KUALA LUMPUR, June 12 – The Malaysian Medical Association (MMA) and the Malaysian Pharmacists Society (MPS) told the government today to put liquid nicotine back under control of the Poisons Act 1952 while the tobacco bill remains in limbo.
MMA president Dr Muruga Raj Rajathurai said the Ministry of Health’s (MOH) decision today to refer the Control of Smoking Products for Public Health Bill 2023 to the Health parliamentary special select committee (PSSC) – after it was tabled in the Dewan Rakyat for first reading – means a further delay of passage of the bill.
“Therefore, as the e-cigarette and vape industry remains unregulated, MMA demands that the Health Ministry immediately reverse its decision of exempting nicotine from the Poisons Act,” Dr Muruga said in a statement today.
“We wish to highlight again that the removal of nicotine from the list of controlled substances under the Poisons Act allows any vape – both containing nicotine and non-nicotine – to be sold openly and legally to anyone including children of any age.
“It would be irresponsible of the government to disregard this issue and its serious impact on public health, in particular the health of our younger generation.”
Dr Muruga questioned if a review by the Health PSSC on the tobacco bill could be done quickly enough to allow the bill to proceed through all stages for passage in the current Dewan Rakyat meeting that is scheduled to end this Thursday.
“In the best interest of public health, the bill should proceed for debate and be voted on in the current session. Failure to do so will be seen as the government’s lack of urgency and commitment to passing the bill.”
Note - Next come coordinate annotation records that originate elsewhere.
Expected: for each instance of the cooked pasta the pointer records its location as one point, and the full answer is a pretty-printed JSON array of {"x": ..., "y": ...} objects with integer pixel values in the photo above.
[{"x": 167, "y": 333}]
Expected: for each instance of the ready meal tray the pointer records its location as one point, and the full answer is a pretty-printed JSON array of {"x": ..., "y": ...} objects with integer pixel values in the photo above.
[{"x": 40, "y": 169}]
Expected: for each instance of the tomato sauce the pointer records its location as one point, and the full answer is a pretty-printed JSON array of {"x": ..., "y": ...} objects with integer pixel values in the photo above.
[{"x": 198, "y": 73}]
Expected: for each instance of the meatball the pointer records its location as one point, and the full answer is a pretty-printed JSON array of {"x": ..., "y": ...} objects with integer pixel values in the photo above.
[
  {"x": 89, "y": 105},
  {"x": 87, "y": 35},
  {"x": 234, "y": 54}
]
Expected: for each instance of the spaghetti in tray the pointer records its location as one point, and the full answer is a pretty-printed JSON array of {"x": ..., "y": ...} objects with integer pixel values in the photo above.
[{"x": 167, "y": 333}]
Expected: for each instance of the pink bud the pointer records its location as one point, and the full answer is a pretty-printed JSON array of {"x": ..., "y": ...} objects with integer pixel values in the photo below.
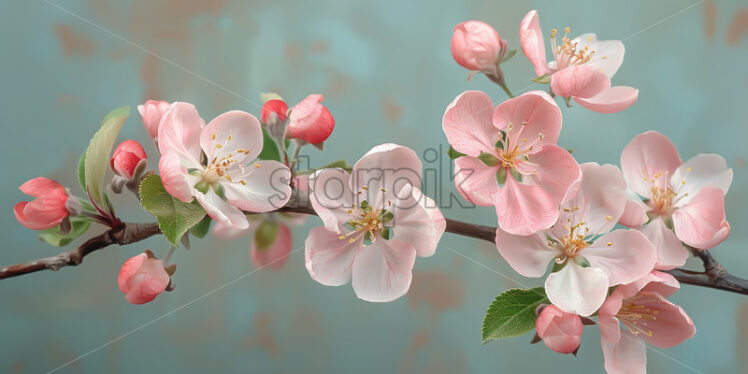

MMA pointed out that Health Minister Dr Zaliha Mustafa previously hailed the bill as a “success” and confirmed its tabling for first reading today.
During a media briefing last June 6, Dr Zaliha said that the ministry had incorporated all 23 proposed amendments – based on recommendations by a PSSC from the 14th Parliament for the 2022 iteration of the tobacco bill – and added five new suggestions to the 2023 bill, making it more comprehensive as it covers not only conventional smoking products but also new ones, including electronic and combustible ones.
“Did the Health Ministry just decide this morning to refer the Bill once again to the PSSC for Health for further ‘fine tuning’?” Dr Muruga questioned.
MPS president Prof Amrahi Buang said there could be a significant regulatory gap on nicotine vape, which might last for up to six months until the next parliamentary meeting scheduled for October, if the bill is not reintroduced in the full chambers of the Dewan Rakyat before this Thursday when the current meeting is scheduled to end.
“We have to remind the government that it (the delisting of liquid nicotine) has happened and they have to take the necessary steps to address the legal gap on nicotine vape given the pending status of the Bill. If nothing happens these next few days, then the current vacuum or lacuna in law will be prolonged at least until October.
“That is another four months. You add the two months from March 31 (when liquid nicotine was delisted) and that makes it six months, half a year, where we are in this situation where there is no law for nicotine vape,” Amrahi told CodeBlue when contacted today.
Dr Zaliha, when referring the Control of Smoking Products for Public Health Bill to the Health PSSC, said that following the government’s engagement session with the Health PSSC last June 6, along with input from MPs, professional bodies, and civil societies, there was a call for “certain matters” to be further examined and refined.
Kuala Selangor MP Dzulkefly Ahmad, who chairs the Health PSSC, did not previously issue any statement on the select committee’s opinions about the tobacco bill. Not one MP has also gone on record with their thoughts on the bill, except for Sungai Buloh MP R. Ramanan who held a press conference last week to criticise the bill.
Amrahi suggested that the upcoming six state elections, which must be held by August, could be a contributing factor for the government and MPs being cautious about proceeding with the tobacco bill that moots a ban on tobacco and vape products for anyone born from 2007, also known as the generational end game (GEG).
“This is expected. This is not something unexpected because of the incoming elections,” Amrahi said.
“We don’t know what will happen but as I said, the government has to take responsibility. I think all the professional bodies related to health and also the advocates, our stand is very clear. The government of the day has to protect its population – it’s an ethical issue. You’re supposed to protect the rakyat.”